Note: The WAF Sandwich pattern shown above is a legacy architecture. AWS WAF is now a fully managed service that integrates natively with ALB, CloudFront, API Gateway, and other services — no separate EC2-based WAF instances are needed.

Learn Normal Behavior

• Understand the normal levels and patterns of traffic for your application and use that as a benchmark for identifying abnormal traffic or resource spikes
• Benefits:
  • Allows one to spot abnormalities
  • Configure alarms with accurate thresholds
  • Assists with generating forensic data
• AWS services for tracking and detection:
  • Amazon CloudWatch
    • Monitor infrastructure and applications running on AWS
    • Collect metrics, log files, and set alarms for when metrics pass predetermined thresholds
    • Shield Advanced publishes DDoS metrics: DDoSDetected, DDoSAttackBitsPerSecond, DDoSAttackPacketsPerSecond, DDoSAttackRequestsPerSecond
  • VPC Flow Logs
    • Capture traffic to instances in a VPC to understand traffic patterns and detect anomalies
    • Can be published to CloudWatch Logs or S3 for analysis
  • AWS WAF Logging & Metrics
    • Full logging of all evaluated requests to S3, CloudWatch Logs, or Kinesis Data Firehose
    • Real-time metrics in CloudWatch for blocked/allowed/counted requests
    • Traffic Overview Dashboard (2025) — near-real-time summaries including total requests, blocked requests, bot categories, CAPTCHA solve rates, and top matched rules
  • AWS CloudTrail
    • Logs API calls for auditing configuration changes to WAF, Shield, and security groups

Create a Plan for Attacks

• Have a plan in place before an attack, which ensures that:
  • Architecture has been validated and techniques selected work for the infrastructure
  • Costs for increased resiliency have been evaluated and the goals of your defense are understood
  • Contact points have been identified
  • Runbooks exist for DDoS incident response
• AWS Shield Advanced SRT engagement — proactive or reactive engagement with DDoS experts
• AWS Support — Business or Enterprise Support plans provide access to 24/7 support during attacks

DDoS-Resilient Reference Architecture

AWS recommends using the following services at the edge for maximum DDoS resiliency:

• Edge Layer: Amazon CloudFront + AWS WAF + AWS Shield (Standard/Advanced) + Amazon Route 53
• Network Layer: AWS Global Accelerator + Elastic Load Balancing (ALB/NLB) + VPC with NACLs and Security Groups
• Application Layer: Auto Scaling groups + EC2 instances in multiple AZs
• Management Layer: AWS Firewall Manager for centralized policy management across accounts

Key principle: Push traffic as far from the origin as possible using CloudFront, Global Accelerator, and Route 53 to leverage AWS’s globally distributed DDoS mitigation capacity (terabits scale).
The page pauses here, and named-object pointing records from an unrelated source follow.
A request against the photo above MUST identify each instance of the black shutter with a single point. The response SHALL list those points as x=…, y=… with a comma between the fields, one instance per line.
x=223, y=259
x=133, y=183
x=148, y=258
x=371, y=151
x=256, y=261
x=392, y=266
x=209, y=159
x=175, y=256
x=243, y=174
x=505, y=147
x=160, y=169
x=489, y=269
AWS Certification Exam Practice Questions

• Questions are collected from Internet and the answers are marked as per my knowledge and understanding (which might differ with yours).
• AWS services are updated everyday and both the answers and questions might be outdated soon, so research accordingly.
• AWS exam questions are not updated to keep up the pace with AWS updates, so even if the underlying feature has changed the question might not be updated
• Open to further feedback, discussion and correction.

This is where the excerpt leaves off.